Q. 61. At what Compound Annual Growth Rate (CAGR) did the mining and construction equipment (MCE) industry grow in the last decade (FY2015-FY2024)
10%
12%
15%
11%
Answer:
(B) 12%
Explanation:
Backed by significant infrastructure push and capital expenditure in India over the past decade, the MCE industry recorded a healthy CAGR of roughly 12%.
Q. 62. According to the Economic Survey 2024-25, the industrial sector is expected to grow by what percentage in FY25?
5.2%
5.7%
6.2%
6.7%
Answer:
(D) 6.7%
Explanation:
Current governmental economic surveys peg the forward-looking growth of the industrial and manufacturing sectors in the ballpark of 6.7%, driven by PLI schemes and domestic demand.
Q. 63. Which apex body was set up to coordinate the activities of all institutions involved in the rural financing system?
RBI
RRBs
NABARD
SBI
Answer:
(C) NABARD
Explanation:
The National Bank for Agriculture and Rural Development (NABARD) was established in 1982 specifically as the apex regulatory body for overall regulation and coordination of regional rural banks and apex cooperative banks in India.

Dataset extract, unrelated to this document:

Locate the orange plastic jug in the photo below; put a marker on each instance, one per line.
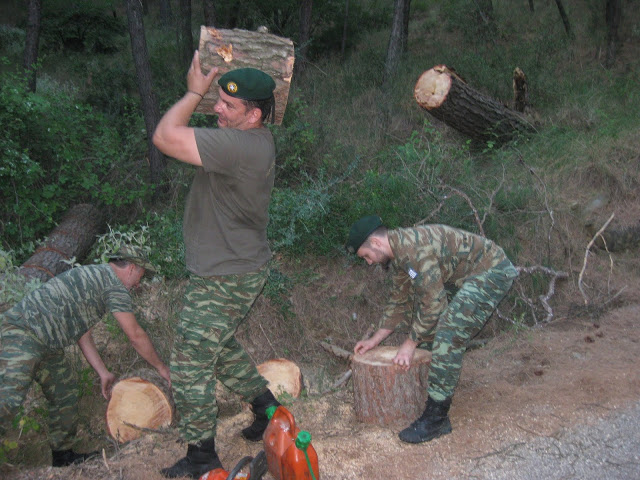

Q. 64. What are the three key dimensions of the Human Development Index?
Economic growth, social progress, and environmental sustainability
Health, education, and standard of living
Political stability, infrastructure development, and technological advancement
Income, employment, and poverty reduction
Answer:
(B) Health, education, and standard of living
Explanation:
Developed by the UN, the HDI evaluates countries across three critical dimensions: a long and healthy life (life expectancy), access to knowledge (education/schooling years), and a decent standard of living (GNI per capita).
Q. 65. Taylor’s Rule tells:
How monetary authority sets interest rate in response to economic activity
How monetary authority maintains bank rate
How monetary authority maintains exchange rate
How the government decides the tax rate to increase the tax base.
Answer:
(A) How monetary authority sets interest rate in response to economic activity
Explanation:
Proposed by economist John Taylor, Taylor’s rule is an economic formula that provides a recommendation for how central banks (the monetary authority) should alter interest rates in response to changes in inflation and macroeconomic output.